Gläubige aller Konfessionen sind eingeladen, am Sonntag, 19. September 2021, mit dem Rad zum Gottesdienst zu fahren und so ein sichtbares Zeichen für nachhaltige Mobilität und die Bewahrung der Schöpfung zu setzen.
Gläubige aller Konfessionen sind eingeladen, am Sonntag, 19. September 2021, mit dem Rad zum Gottesdienst zu fahren und so ein sichtbares Zeichen für nachhaltige Mobilität und die Bewahrung der Schöpfung zu setzen.
Bischof Schwarz: Aktion ist "besonders wertvolles Zeichen ökologischer Aufmerksamkeit".
Mit der Aktion "Niederösterreich radelt zur Kirche" soll in der kirchlichen "Schöpfungszeit" am Sonntag, 19. September 2021, ein sichtbares Zeichen für nachhaltige Mobilität und die Bewahrung der Schöpfung gesetzt werden. "Wir laden Gläubige aller Konfessionen dazu ein, mit dem Rad zum Gottesdienst zu fahren und so ein sichtbares Zeichen für nachhaltige Mobilität und die Bewahrung der Schöpfung zu setzen", hieß es in einer Aussendung der Niederösterreichischen Landesregierung am Wochenende.

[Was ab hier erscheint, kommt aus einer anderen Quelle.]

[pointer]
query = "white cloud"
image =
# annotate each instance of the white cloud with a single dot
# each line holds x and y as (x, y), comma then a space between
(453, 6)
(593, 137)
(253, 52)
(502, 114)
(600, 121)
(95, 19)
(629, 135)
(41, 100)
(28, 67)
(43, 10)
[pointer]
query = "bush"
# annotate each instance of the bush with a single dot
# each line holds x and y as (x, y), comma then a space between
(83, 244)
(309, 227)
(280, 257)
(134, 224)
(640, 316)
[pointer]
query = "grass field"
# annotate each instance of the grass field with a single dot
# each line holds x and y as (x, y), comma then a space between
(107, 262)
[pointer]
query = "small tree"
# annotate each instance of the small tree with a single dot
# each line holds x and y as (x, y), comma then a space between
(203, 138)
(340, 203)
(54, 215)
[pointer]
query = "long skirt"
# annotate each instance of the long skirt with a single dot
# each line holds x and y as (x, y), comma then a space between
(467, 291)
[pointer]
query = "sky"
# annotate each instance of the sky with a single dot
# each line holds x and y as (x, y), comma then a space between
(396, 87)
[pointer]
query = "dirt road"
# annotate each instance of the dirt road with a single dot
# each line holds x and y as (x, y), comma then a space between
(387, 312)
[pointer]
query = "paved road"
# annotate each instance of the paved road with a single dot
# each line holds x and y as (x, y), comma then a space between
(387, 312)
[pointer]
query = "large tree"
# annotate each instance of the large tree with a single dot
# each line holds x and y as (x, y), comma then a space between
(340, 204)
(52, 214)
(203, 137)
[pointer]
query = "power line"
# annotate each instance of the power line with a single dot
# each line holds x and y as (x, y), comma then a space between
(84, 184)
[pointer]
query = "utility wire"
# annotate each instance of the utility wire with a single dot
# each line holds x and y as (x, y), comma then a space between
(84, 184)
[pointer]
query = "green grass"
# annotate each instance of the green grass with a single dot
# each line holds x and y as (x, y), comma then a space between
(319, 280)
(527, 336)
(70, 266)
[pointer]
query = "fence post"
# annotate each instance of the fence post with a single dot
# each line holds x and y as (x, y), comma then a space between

"Für das Land Niederösterreich gehört die Feier des Sonntagsgottesdienstes zur Feierkultur", wies der St. Pöltener Bischof Alois Schwarz hin. Deshalb sei die Einladung, zur Kirche zu radeln, "ein besonders wertvolles Zeichen ökologischer Aufmerksamkeit". Die Aktion biete in der ökumenischen Schöpfungszeit eine "gute Möglichkeit, das Thema Fahrrad in den kirchlichen Fokus zu bringen", betonte auch der Wiener Weihbischof Stephan Turnovszky.
"Niederösterreich radelt zur Kirche" ist eine gemeinsame Aktion von "Radland Niederösterreich" und der "Agentur für Aktive Mobilität" und wird von der Katholischen Aktion der Diözese St. Pölten, dem Umweltbüro der Erzdiözese Wien und der Evangelischen Kirche Niederösterreich unterstützt. Die Pfarren sind aufgerufen, Schöpfungsverantwortung und Umweltschutz auch im Gottesdienst zu thematisieren. Bewährt haben sich Fahrradsegnungen nach dem Gottesdienst, Sternfahrten zwischen Nachbarpfarren oder auch Pfarrcafés mit biologischen, regionalen, saisonalen und fair gehandelten Köstlichkeiten.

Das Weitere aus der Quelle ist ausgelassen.